Durante décadas los partidos políticos, salvo el PRI en su tres principales momentos, se valieron de sus propios recursos para sobrevivir: los militantes aportaban de su bolsillo el financiamiento de sus partidos, elaboraban con sus propios recursos sus periódicos y revistas, ellos mismos se encargaban de distribuirlos (por venta o gratuitamente), conseguían donaciones de grupos simpatizantes o rifaban automóviles. En esos mismos tiempos buscaban relaciones de identidad y compromiso con organizaciones sociales (sindicatos y otros tipos de asociaciones), fuera promoviéndolas o compitiendo con las que corporativamente controlaba el PRI. Es decir, los partidos buscaban un cierto grado de relación con las masas sociales con la clara intención de ganar sus votos.
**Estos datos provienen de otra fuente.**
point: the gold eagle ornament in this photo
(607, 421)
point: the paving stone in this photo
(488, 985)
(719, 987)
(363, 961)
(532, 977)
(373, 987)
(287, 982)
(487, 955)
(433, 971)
La diferenciación partidaria, a veces con evidentes pronunciamientos de clase, era la forma en que competían por cargos en el gobierno (federal, estatal o municipal) y en los órganos parlamentarios.

El gran problema de las elites gubernamentales (todas priístas en ese tiempo) fue que en realidad no querían competencia ni alternancia en sus esferas de gobierno y representación. En las elecciones hacían todo tipo de trampas para evitar que la oposición tuviera éxitos (uno de los casos más conocidos fue el de Baja California donde ganaba el PAN, pero no se le reconocían sus victorias. Fue tal la sorpresa cuando Salinas de Gortari le reconoció el triunfo en 1989, que se convirtió en noticia mundial: fue la primera gubernatura ganada por la oposición. La verdad fue otra: Salinas necesitaba al PAN para sus reformas constitucionales y para reprivatizar la banca; y lo logró aceptando perder un estado y luego otro más: Guanajuato).

Cuando los priístas se percataron de que el sistema político en el que habían crecido perdía simpatías y credibilidad (creciente abstención, luchas contra el autoritarismo –guerrillas incluidas–, divisiones en las organizaciones de trabajadores), pergeñaron una reforma que llamaron política para fomentar el surgimiento y desarrollo de partidos de oposición (con y sin comillas) e inventaron el financiamiento público para éstos. Sí hubo nuevos partidos y el viejo PAN se vio también beneficiado, pero la trampa en que cayeron, con gustosa aceptación, fue que especialmente los partidos de izquierda perdieron la autonomía que los caracterizaba y la militancia entregada que tenían cuando se bastaban a sí mismos con sus propios recursos. Aparentemente creció el número de militantes, pero en realidad éstos pasaron a ser más bien afiliados que dejaron de dar dinero propio a sus partidos, que abandonaron la venta y distribución de sus periódicos y revistas, que se alejaron de su compromiso con las organizaciones y que terminaron delegando su fuerza militante en sus dirigentes. Estos, por su lado, incluso en el PAN y no sólo en las organizaciones de izquierda, se fueron separando cada vez más de sus bases militantes (cada vez menos militantes estrictamente hablando) e iniciaron arreglos con las elites burocráticas de la administración pública y del Congreso de la Unión hegemonizado por el PRI. Parafraseando a Mair (que cité el 26/11/15 en este espacio), los partidos, incluso los de oposición de izquierda, se distanciaron de la sociedad civil y de sus instituciones sociales, para verse atrapados cada vez más en el ámbito del gobierno y del Estado.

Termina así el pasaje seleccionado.